Well constructed and elegantly written, the play is stylistically not dissimilar to Alan Ayckbourn or David Williamson. There are some deft, very funny one-liners that the cast deliver with consummate timing,  but the laughs are slow to build and rather sporadic.

Felicity (Rachel Gordon) is a successful restaurateur on Sydney’s northern beaches. She lives in a gorgeous house overlooking Pittwater and would seem to have it all. However, her husband Tom (Christopher Stollery), who manages a top-ranking but temperamental young tennis player Jason Strutt (Jacob Warner), devotes so much time to work that she is feeling increasingly lonely and under-valued.

This time, Tom has forgotten their wedding anniversary as he heads off overseas yet again. So when her old flame Joshua Makepeace (Ian Stenlake), to whom she lost her virginity in America as a student, appears out of the blue Felicity contemplates a romantic night. Somehow the fact that it’s the night that the clocks go back, gifting them an extra hour together, makes it seem even more special.

But plans for a candlelit lobster dinner go awry with a procession of visitors interrupting the evening.

Hugh O’Connor has designed a bright, gleaming set that captures the feel of a comfortable, advantageously positioned waterside home, beautifully lit by Gavan Swift, and his costumes have 80s elements without feeling like a parody.

Helen Dallimore, Ian Stenlake, Belinda Giblin, Rachel Gordon and Christopher Stollery. Photo: Helen White

Helen Dallimore, Ian Stenlake, Belinda Giblin, Rachel Gordon and Christopher Stollery. Photo: Helen White

Cook has gathered a strong cast, with the women in particularly fine form. As Felicity, Gordon gives a performance that feels effortlessly natural and real, her disappointment lying just beneath the surface. Belinda Giblin is absolutely on the money as Felicity’s well-meaning but interfering mother: a North Shore widow with fake tan who arrives like a whirlwind, dispensing advice, inedible cookies and deliciously dry witticisms, delivered to perfection.

Helen Dallimore is also extremely funny as Felicity’s rather boorish next-door neighbour Stephanie, whose boyfriend has given her up for Lent and who is so wrapped up in her own indignation she is oblivious to what’s going on around her.

Stenlake offers the kind of winning charm that Stollery’s grouchy Tom lacks, while Warner plays Jason’s bratishness to the hilt.

Cook has found as much humanity in it as he can, but at the end of the day it all feels rather slight: a play that hasn’t quite stood the test of time but one that is still gently amusing.

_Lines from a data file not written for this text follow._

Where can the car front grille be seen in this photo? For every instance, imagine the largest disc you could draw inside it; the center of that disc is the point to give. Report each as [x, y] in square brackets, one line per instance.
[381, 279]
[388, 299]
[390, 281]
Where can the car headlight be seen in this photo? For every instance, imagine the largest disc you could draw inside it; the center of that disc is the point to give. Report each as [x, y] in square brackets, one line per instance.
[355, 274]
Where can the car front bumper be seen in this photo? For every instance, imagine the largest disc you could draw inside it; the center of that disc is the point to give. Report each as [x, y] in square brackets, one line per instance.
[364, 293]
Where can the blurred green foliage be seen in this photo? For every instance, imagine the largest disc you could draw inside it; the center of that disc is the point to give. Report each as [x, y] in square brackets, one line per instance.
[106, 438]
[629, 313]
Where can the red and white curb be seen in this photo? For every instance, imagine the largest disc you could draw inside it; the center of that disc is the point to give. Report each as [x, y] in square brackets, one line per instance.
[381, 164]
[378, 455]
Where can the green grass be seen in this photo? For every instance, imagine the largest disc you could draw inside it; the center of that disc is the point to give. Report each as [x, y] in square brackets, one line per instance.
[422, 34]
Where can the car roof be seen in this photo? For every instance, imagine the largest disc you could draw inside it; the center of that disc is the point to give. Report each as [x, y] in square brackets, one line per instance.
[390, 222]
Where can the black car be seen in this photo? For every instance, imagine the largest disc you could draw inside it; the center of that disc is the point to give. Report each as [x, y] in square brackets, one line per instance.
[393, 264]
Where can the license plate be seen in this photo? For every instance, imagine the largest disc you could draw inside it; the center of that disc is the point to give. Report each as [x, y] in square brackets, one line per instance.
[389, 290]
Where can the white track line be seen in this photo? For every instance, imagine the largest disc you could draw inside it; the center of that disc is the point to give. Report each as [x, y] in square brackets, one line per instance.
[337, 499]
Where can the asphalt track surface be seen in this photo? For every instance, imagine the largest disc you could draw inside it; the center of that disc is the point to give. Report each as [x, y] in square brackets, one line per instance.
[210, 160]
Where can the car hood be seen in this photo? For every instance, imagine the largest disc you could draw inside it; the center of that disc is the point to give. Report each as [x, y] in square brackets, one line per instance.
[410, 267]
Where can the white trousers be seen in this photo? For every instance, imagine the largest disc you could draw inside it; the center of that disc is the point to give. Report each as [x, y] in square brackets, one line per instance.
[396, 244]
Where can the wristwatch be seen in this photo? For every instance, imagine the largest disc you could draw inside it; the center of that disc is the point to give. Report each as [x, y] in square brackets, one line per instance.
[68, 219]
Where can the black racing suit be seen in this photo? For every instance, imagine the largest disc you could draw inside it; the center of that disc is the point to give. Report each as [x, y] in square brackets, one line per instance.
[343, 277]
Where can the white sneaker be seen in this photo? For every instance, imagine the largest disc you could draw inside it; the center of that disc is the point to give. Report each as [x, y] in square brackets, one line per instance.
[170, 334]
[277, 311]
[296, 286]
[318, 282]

Daylight Saving runs at the Eternity Playhouse until November 30. Bookings: www.darlinghursttheatre.com or 02 8356 9987

Rachel Gordon interview

Rachel Gordon is about to star in Nick Enright’s 1989 rom-com Daylight Saving for Darlinghurst Theatre Company. She talks about the play and the many diverse credits in her bio.

Rachel Gordon. Photo: Helen White

Rachel Gordon. Photo: Helen White

Logie Award nominee Rachel Gordon has some pretty interesting things in her bio besides her many acting credits.

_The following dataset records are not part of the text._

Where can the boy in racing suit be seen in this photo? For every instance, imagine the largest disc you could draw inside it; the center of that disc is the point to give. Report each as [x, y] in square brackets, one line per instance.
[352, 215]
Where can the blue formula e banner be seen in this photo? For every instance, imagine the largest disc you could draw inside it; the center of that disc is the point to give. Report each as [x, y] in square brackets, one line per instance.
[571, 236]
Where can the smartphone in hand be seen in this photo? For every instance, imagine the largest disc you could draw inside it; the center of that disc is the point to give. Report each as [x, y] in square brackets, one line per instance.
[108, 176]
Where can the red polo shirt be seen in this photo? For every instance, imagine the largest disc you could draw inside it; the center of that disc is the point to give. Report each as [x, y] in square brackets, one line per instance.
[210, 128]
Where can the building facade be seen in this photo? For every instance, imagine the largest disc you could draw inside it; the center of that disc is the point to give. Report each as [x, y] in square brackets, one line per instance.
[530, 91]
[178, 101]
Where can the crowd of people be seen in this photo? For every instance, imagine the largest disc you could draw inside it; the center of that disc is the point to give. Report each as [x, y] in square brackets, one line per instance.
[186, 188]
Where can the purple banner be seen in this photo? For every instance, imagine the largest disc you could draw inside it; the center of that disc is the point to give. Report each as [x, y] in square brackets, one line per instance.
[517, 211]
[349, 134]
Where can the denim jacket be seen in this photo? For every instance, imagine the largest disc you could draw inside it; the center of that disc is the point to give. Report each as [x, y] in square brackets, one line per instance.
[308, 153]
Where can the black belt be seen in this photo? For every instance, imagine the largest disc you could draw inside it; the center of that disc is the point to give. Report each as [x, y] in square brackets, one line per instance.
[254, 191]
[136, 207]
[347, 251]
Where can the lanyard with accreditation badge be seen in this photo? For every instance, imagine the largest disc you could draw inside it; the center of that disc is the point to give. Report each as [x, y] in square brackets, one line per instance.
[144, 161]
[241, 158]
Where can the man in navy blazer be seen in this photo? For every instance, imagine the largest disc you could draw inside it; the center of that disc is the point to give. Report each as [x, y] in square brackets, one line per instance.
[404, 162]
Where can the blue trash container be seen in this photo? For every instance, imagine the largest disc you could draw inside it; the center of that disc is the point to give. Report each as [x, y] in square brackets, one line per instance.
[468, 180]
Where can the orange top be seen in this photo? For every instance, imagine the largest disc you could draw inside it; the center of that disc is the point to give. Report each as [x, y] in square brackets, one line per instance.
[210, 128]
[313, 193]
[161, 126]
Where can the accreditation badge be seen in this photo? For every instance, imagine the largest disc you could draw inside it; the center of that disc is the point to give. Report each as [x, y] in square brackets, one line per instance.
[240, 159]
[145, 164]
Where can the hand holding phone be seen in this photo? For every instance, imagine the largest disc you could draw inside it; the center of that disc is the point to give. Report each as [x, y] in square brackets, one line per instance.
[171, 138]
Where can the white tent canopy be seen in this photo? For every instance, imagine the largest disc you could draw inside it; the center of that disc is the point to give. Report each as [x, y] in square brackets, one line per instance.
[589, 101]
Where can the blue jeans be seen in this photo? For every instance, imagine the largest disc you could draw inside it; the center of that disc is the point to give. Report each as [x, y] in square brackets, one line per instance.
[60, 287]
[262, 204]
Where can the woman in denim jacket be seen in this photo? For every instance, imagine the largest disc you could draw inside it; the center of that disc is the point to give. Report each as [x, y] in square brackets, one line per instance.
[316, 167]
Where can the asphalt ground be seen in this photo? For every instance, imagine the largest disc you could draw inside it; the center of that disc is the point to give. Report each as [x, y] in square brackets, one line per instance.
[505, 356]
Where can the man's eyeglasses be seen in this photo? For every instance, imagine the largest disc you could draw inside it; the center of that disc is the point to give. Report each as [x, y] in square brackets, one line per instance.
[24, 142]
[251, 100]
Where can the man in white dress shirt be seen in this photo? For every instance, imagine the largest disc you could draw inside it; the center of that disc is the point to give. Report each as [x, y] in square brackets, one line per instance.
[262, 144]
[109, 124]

In 2007, she was personally trained by Al Gore and The Australian Conservation Foundation as a presenter for The Climate Change Project.

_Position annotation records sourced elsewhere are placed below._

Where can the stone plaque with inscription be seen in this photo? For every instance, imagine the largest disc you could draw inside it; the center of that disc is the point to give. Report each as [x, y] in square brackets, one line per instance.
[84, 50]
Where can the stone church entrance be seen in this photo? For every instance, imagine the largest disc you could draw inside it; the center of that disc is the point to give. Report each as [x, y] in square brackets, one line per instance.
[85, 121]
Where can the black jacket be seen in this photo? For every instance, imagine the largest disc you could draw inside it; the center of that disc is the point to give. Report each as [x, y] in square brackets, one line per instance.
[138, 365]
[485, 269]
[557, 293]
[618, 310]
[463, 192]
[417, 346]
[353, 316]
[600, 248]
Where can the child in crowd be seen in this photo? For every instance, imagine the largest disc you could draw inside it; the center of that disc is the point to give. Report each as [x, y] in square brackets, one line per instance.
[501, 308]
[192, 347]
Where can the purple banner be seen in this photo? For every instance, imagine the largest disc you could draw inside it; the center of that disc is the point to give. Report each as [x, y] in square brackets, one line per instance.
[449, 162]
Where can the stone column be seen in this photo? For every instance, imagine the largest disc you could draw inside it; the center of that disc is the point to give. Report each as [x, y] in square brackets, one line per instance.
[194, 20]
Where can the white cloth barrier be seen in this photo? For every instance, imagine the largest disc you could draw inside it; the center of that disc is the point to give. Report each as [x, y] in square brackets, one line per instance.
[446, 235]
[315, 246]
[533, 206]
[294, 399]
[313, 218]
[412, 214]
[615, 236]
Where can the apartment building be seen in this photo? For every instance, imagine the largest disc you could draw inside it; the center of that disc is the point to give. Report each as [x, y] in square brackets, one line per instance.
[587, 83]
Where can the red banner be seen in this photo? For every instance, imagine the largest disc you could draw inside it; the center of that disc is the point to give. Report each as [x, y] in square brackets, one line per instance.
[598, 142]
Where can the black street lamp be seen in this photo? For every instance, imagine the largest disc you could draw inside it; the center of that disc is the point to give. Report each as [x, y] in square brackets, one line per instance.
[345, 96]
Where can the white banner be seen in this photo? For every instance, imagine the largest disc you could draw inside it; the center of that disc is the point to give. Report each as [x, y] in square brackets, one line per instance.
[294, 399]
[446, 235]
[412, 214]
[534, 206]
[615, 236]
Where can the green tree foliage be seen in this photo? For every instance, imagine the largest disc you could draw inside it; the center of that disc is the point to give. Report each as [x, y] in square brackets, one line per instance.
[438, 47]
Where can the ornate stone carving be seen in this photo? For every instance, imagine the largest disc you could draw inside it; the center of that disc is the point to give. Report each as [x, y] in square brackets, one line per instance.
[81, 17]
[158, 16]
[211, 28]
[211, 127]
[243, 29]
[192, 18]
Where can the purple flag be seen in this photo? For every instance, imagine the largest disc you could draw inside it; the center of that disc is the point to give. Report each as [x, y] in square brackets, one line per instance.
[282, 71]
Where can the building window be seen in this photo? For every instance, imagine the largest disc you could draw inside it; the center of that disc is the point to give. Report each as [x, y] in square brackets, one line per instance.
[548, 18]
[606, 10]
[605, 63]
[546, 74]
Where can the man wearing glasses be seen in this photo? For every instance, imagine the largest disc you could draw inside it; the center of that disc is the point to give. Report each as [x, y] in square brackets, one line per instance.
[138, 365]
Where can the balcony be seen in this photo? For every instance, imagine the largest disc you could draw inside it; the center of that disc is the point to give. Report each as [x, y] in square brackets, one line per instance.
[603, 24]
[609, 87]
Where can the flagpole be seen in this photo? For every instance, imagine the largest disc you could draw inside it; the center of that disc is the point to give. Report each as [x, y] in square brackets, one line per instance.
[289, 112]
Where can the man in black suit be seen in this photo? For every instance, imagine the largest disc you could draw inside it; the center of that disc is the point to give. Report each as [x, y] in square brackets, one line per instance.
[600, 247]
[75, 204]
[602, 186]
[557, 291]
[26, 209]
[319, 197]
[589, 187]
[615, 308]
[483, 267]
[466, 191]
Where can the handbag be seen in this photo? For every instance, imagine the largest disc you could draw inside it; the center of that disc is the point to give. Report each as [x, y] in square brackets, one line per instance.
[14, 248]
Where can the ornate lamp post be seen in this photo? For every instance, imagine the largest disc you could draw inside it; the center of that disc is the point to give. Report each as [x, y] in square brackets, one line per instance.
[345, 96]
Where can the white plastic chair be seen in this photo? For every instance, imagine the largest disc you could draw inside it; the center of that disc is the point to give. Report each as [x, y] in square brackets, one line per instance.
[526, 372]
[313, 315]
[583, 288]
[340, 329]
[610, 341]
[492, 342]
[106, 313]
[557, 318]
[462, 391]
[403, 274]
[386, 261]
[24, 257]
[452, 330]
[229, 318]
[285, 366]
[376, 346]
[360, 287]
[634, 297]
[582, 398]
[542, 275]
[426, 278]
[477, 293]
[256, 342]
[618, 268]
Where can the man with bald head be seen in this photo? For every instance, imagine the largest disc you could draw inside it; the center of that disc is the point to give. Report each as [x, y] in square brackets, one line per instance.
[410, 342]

The following year she spent a month walking the Great Wall of China with various celebrities to raise money for Olivia Newton-John’s Cancer and Wellness Centre.

“Joan Rivers was on it. She turned up and said, ‘When you said the Great Wall I thought you said the Great Mall. What am I doing here?’ She was on the Great Wall of China walking along in her high heels. She was hilarious.

“I’m very lucky to have had a lot of incredible experiences like that,” says Gordon.

And don’t be surprised if Gordon one day adds “politician” to her c.v.

Her great grandfather was Prime Minister Joseph Lyons, while his wife, Dame Enid Lyons, was the first woman in the Australian parliament.

“That’s really cool for a feminist, isn’t it?” says Gordon.

“They died before I was born but I’d like to get into politics and I know my brother is very keen as well so it might be in the blood.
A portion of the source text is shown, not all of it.